Power plants are built where people need power and the infrastructure and utilities exist to support them. That’s why plants are built on the coast.


Golly... I never thought of that. What a novel idea and concept!

Now.. maybe if they built them A FEW MILES from the open water of the ocean? It would be a touch safer than a matter of meters off the water itself. Diablo Canyon doesn't even have a breakwater to compare to Fukushima for primary protection and containment out to sea.


Optimizing a design isn’t “greed”, it’s the only way a project goes forward because without optimization nothing would ever be built.


Then let them optimize them. San Onofre started life in 1968. (Unit 2 in 1983) Diablo Canyon, in 1985. Optimal is technology that wasn't 'tried and true' when Lyndon Johnson or Ronald Reagan was President, respectively. Nuclear Power with something like modern technology to support modern designs might hold promise. Modern is nothing we're talking about much relates to. With an average age pushing 32 years, there is absolutely nowhere to fit the word modern into a discussion about a good % of the nuclear stations in the U.S.
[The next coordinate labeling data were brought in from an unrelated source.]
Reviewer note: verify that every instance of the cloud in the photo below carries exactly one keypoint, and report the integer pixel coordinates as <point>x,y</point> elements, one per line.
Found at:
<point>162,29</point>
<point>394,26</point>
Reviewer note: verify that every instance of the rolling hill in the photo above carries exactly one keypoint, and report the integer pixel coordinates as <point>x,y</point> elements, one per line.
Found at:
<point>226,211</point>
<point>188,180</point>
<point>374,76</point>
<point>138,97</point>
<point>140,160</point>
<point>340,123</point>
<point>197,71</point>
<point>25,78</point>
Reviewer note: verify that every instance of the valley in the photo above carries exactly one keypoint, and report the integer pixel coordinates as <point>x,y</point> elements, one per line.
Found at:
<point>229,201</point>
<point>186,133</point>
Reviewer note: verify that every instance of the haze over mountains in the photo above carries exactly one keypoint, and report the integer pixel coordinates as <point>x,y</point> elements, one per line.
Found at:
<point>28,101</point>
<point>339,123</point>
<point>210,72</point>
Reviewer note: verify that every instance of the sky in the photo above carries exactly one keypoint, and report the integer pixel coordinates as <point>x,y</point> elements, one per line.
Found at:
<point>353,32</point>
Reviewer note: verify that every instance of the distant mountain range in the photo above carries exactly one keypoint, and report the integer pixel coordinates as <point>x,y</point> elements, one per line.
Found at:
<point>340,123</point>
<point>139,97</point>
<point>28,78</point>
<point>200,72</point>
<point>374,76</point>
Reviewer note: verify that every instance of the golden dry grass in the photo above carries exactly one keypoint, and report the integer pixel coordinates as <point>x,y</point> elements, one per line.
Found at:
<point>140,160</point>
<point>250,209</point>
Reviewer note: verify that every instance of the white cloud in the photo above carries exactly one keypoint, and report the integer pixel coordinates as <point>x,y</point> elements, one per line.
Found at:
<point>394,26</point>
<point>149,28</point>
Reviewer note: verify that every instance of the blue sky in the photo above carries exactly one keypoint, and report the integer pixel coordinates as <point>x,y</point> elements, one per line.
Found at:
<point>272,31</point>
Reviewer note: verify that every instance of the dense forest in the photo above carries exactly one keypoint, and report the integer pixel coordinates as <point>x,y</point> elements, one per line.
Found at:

That’s the purpose of risk assessment and risk management. At some point in time an earthquake or tsunami powerful enough to critically damage the plant will occur, but the estimated frequency is so low that the risk of such an event is acceptable.


Yup.... Fukushima put the exception to the rule and blew the risk assessments to crap. We're talking about churning out guesses based on assumptions, working off best evidence (which means..whatever they've found to look at so far) on land humans haven't even lived to record events on for more than a few hindered years in any proper way. (In the case of the U.S./North America)

Like I said. Building Nuclear Power Stations close enough to open, unprotected ocean is bordering on psychotic for the level of pure ignorance and stupidity. Defending it is baffling to the point of wonderment.


No, actually it didn’t.

Well, actually, YES...had it blown inland and south rather than out into the open Pacific. The Ronald Reagan got a dose of radiation across the deck 100 miles offshore with enough to record and make enough about to get into the news. Like many, I did and have followed this story very closely. Whatever B.S. TEPCO and Tokyo is babbling this week to make a nightmare sound nice nice, this sucker was still multiple, independent nuclear cores going into full meltdown and they STILL have weird things like spikes in radiation and steam events they cannot explain, while only guessing just where the cores actually are.

A few sites follow this on a very close basis...so it's been interesting to follow and enlightening to see what happens when pencil pushers assigning 1:million odds to something are no more gifted for numbers than they are in Vegas. Meanwhile, the full extent and damage from an event that is still very much on going and without a firm end yet, keeps on being tallied and assessed.